Observe alguém musical apreciando música sem ninguém o observando. São pulos, torções, retorções, agitares de braços e pernas, balançares de cabeça, gritos, vocalização de um instrumento, depois outro.
Um musical hora tenta acompanhar a percussão, ora os instrumentos de corda, ora a voz, etc. todas tentativas infrutíferas. É mais que ele, é tudo.

É como se a música fosse seu Criador e fluísse por inteiro através dele e ele, como um de seus filhos, fosse capaz sentir esse fluir em toda sua infinitude.
Minto, não é como se fosse, é exatamente isso.

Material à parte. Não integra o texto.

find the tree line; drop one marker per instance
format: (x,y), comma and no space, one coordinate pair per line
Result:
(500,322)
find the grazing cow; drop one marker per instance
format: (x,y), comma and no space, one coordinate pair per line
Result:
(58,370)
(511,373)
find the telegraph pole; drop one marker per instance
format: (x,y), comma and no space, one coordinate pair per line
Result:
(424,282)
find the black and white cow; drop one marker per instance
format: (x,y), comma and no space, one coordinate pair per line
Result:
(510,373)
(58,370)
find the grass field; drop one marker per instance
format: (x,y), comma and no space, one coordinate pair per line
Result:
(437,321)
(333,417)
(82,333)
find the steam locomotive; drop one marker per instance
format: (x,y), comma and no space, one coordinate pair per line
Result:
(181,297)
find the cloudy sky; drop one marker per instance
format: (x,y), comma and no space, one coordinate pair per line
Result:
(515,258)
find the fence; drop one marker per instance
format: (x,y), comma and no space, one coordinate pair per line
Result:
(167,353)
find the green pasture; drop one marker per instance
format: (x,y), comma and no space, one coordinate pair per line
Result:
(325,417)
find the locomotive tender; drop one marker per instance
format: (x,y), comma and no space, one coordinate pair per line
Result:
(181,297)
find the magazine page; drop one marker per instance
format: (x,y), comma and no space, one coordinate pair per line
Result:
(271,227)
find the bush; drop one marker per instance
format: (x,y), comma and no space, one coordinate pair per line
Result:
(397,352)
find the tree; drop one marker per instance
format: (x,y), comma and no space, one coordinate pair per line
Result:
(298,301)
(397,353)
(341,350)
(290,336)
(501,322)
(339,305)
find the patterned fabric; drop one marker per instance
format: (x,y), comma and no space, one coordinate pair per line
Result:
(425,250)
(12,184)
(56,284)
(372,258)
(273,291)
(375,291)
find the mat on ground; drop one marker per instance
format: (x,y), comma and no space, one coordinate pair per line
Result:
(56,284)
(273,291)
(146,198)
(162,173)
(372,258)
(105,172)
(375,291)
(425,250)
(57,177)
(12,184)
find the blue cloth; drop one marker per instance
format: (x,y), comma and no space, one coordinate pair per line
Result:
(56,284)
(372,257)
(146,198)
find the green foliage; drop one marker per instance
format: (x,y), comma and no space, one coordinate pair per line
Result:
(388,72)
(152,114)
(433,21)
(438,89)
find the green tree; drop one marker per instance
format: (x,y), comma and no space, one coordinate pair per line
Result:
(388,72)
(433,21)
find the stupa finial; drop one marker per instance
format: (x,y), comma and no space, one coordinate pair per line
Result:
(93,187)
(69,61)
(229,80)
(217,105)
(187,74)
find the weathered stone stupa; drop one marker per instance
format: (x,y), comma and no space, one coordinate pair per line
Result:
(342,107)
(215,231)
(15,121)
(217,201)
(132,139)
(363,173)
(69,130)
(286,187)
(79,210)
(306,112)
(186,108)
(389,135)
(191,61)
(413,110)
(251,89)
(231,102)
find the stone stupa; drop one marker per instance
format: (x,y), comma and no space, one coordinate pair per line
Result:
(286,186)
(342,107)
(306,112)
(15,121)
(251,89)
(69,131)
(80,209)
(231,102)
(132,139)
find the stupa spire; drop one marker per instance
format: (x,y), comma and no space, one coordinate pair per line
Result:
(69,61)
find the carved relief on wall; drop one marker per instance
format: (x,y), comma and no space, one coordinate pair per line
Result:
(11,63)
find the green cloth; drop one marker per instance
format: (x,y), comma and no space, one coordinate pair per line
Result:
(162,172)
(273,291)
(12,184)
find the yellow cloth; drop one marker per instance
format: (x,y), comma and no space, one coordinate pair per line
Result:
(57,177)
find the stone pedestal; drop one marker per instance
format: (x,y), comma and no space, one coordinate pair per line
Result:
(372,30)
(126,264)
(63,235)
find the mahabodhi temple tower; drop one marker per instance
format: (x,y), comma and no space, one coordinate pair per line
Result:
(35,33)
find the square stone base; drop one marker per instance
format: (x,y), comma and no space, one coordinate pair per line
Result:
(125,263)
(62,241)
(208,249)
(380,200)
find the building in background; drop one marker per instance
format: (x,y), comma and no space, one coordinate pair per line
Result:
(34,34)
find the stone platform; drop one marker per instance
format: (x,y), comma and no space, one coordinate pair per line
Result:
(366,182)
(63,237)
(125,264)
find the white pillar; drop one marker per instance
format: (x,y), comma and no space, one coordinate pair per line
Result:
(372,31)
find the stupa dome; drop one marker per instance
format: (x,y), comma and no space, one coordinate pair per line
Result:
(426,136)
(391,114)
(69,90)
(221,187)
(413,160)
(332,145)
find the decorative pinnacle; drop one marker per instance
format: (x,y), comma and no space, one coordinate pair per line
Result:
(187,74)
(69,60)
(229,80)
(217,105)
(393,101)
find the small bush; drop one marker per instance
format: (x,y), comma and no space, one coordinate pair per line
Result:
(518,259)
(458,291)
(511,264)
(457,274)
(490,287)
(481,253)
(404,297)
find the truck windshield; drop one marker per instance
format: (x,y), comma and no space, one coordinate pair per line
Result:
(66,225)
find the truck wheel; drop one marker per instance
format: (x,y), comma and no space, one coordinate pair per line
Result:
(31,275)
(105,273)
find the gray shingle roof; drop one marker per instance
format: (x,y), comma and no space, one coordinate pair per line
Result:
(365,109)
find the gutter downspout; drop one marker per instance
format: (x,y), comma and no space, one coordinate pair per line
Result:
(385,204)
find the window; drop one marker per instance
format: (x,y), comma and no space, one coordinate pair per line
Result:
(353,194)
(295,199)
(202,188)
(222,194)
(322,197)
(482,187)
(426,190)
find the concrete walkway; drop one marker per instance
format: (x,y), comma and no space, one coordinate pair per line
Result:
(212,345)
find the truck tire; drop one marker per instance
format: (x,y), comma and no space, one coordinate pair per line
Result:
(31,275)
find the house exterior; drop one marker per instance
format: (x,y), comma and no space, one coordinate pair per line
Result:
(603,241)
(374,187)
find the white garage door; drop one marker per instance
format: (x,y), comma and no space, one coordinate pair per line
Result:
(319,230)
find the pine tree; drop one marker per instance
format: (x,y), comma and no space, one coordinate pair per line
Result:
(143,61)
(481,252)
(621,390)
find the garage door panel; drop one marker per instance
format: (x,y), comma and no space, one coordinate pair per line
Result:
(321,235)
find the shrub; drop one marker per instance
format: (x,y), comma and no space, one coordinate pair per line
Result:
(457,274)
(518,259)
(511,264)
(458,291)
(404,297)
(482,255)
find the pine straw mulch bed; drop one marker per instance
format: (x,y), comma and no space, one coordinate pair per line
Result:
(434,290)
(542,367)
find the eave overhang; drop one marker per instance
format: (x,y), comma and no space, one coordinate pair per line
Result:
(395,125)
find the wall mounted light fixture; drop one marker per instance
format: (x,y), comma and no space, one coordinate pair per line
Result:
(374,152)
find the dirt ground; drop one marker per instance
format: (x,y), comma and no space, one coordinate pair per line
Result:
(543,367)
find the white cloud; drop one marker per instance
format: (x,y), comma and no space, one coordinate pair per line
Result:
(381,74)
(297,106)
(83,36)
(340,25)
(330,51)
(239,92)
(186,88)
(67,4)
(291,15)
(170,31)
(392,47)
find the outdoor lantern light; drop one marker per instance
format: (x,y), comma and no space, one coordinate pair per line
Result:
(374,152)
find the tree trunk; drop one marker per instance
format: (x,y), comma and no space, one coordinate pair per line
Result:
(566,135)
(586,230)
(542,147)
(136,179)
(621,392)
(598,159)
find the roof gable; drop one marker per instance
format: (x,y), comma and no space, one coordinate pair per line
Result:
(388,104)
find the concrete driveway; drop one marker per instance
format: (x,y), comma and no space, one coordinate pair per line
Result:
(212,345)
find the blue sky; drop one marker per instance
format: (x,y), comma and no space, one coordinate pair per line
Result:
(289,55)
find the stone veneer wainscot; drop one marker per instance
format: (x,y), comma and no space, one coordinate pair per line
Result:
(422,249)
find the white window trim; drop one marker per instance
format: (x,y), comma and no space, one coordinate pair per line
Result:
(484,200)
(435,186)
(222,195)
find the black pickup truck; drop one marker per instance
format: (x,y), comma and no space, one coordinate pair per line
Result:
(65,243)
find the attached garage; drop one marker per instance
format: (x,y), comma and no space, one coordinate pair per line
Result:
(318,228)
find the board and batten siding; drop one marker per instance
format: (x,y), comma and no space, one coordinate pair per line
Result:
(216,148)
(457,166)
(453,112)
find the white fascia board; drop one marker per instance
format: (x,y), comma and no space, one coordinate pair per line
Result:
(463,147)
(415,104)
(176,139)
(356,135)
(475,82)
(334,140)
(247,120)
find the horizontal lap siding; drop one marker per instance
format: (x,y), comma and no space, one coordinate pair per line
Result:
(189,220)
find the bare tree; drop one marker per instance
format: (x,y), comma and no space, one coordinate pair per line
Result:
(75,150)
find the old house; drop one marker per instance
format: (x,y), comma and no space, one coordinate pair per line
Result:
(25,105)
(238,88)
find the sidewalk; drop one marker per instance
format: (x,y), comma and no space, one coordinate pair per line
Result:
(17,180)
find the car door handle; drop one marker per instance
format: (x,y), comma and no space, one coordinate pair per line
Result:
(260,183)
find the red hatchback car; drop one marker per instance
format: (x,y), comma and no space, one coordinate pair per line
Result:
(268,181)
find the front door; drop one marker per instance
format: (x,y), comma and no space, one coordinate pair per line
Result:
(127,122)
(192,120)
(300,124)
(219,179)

A mera tentativa de conter tal energia e procurar transforma-lá em algo concreto já causa a sensação de que uma explosão é iminente.

Quem sabe um dia.

Um dia os musicais explodirão, se ouvirá todo esse universo, toda A Música, expandindo-se de forma exponencial. De início soará como um grande “BANG!”

Um BIG BANG.

A Música, então, reclamará de volta seus filhos.

Um momento tão completo, único e singelo, que mesclará músicos e musicais num mesmo corpo. Um corpo capaz de deixar a Música fluir e expandir-se sem amarras e, ao mesmo tempo, capaz de convertê-la por completo, finalmente, em algo concreto.

Esta será A Música definitiva, de inegável perfeição, capaz de ser tocada eternamente pois sequer possui um fim.

E quem tiver ouvidos para ouvir, ouça.